The cast can now be used to make tool parts directly from the smeltery. Put the desired cast in the Casting Table, then turn the Faucet to let the liquid metal fill the cast. It should take a moment to dry. Each cast is reusable so it is only necessary to make one cast of each part.
Blank Casts are only good for making the Ingot Cast at the Stencil Table. All other parts must be cast directly from pre-existing parts or parts you make of another material, such as stone. You can also resmelt casts by putting them back into the Smeltery.
Casting Update
In the newest version of Tinkers' Construct, you must now create the casts from prefabricated parts. The process is roughly this:
1. Create the stencil for the part that you want at the Stencil Table. With an empty stencil, press next pattern or previous pattern to cycle through the possible patterns in the Stencil Table.
2. Place the stencil on the Part Builder.
3. Place stone into the Part Builder and make a stone part. The stencil will tell you how much material you will need; ex: "Material Cost: 8" requires 8 Stone.
4. Place the stone part onto the Casting Table.
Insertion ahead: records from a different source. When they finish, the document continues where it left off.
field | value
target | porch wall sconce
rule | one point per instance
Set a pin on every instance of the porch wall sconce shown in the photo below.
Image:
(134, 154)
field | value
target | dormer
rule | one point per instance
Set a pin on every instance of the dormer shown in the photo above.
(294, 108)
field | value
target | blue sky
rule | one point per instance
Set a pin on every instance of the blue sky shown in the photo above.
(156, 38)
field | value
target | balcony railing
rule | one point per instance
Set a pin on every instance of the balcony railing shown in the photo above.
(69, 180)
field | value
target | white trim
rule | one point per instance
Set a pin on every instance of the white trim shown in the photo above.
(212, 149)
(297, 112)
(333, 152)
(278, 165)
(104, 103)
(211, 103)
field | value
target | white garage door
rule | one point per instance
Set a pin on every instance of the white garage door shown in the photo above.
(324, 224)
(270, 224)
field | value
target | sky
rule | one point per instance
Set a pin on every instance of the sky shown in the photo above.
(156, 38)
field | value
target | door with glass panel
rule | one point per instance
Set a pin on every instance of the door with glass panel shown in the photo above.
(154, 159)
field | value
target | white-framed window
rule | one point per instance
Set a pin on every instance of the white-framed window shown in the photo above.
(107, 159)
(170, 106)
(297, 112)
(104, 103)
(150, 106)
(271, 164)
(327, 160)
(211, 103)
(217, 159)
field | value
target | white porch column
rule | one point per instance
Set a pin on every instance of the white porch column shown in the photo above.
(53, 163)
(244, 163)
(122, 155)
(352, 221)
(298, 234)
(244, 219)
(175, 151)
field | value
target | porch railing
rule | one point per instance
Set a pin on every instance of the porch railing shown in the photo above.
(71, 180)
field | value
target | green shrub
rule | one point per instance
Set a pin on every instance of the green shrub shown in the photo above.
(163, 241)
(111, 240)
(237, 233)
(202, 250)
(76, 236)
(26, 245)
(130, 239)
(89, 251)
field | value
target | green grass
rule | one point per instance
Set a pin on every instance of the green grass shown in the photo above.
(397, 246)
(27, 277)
5. Create a cast. Empty the liquid gold or liquid aluminum brass from the Smeltery onto the Casting Table (the part should still be there) by right clicking the faucet. In order for this to work, the gold or aluminum brass must be the first ore in the smeltery, as the smeltery can only release the bottom-most ore. To remove any unwanted ores, you can place a faucet over a basin and right click to drain it.
This will create a part cast, which you can then use as a basis to cast other parts directly from the Smeltery. Simply place the fresh part cast onto the casting table and pour whatever liquid metal you want to use onto the cast.
It's a little more time-consuming to do it this way, but it's also more "honest" to an actual casting process.